The four Sundays of Advent highlight the four things people need to not only survive but flourish: HOPE, peace, joy and love.

HOPE helps us get up in the mornings…otherwise we stay in bed wasting away in our misery. Depressed people struggle to feel HOPE.

HOPE helps us to continue to work…hopefully for the good of our world. If we have no HOPE, then why bother?

HOPE helps us see the light at the end of the tunnel. If we have no HOPE, we can wander aimlessly.

So where do we find HOPE, when life feels so hard?

This is hard for me.
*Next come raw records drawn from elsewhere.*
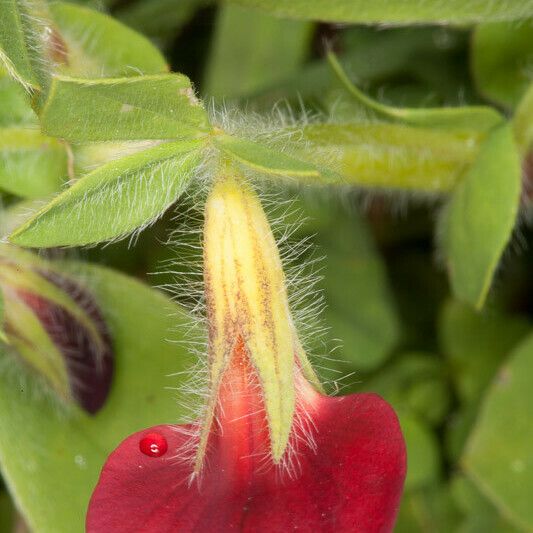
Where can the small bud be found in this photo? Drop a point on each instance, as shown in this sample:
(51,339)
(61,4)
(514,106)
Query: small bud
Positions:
(246,299)
(55,326)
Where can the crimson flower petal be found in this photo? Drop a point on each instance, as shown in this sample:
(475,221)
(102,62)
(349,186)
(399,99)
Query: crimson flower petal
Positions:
(350,480)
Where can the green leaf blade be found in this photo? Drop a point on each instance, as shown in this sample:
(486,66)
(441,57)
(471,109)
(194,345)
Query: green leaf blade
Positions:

I struggle with depression and struggle with HOPE. But when I look around, I see HOPE everywhere…

In Mike, who picks up his phone EVERY. SINGLE. TIME. it rings to talk to buyers, farmers, and the organic agriculture cooperative in hopes of making this year’s crops profitable for the farmers.

In a family member who struggles with mental illness but still struggles to get in control.

In my 91- year old mother, who tries her best to enjoy life to its fullest even though she is losing more and more of her hearing and eyesight while being stranded in our home.

In the passion of the youth to demonstrate and protest for racial justice and climate change.  

In the staff of the clinic, who work hard to kindly meet the needs of the patients even when the patients grump and grouse.

In the farmers, who year-after-year continue to plant while climate change messes with their crops over-and-over again.

And in the poor, who do NOT lie in bed and curl up in a ball and die.

Maybe I’m confusing stubbornness with HOPE or maybe the two are connected. We won’t give up. We won’t. Is it HOPE or stubbornness? Or does the stubbornness feed the HOPE, or is it vice versa?

You decide. Whichever it is, stubbornly hang on to that HOPE or all is lost. The torturer wins.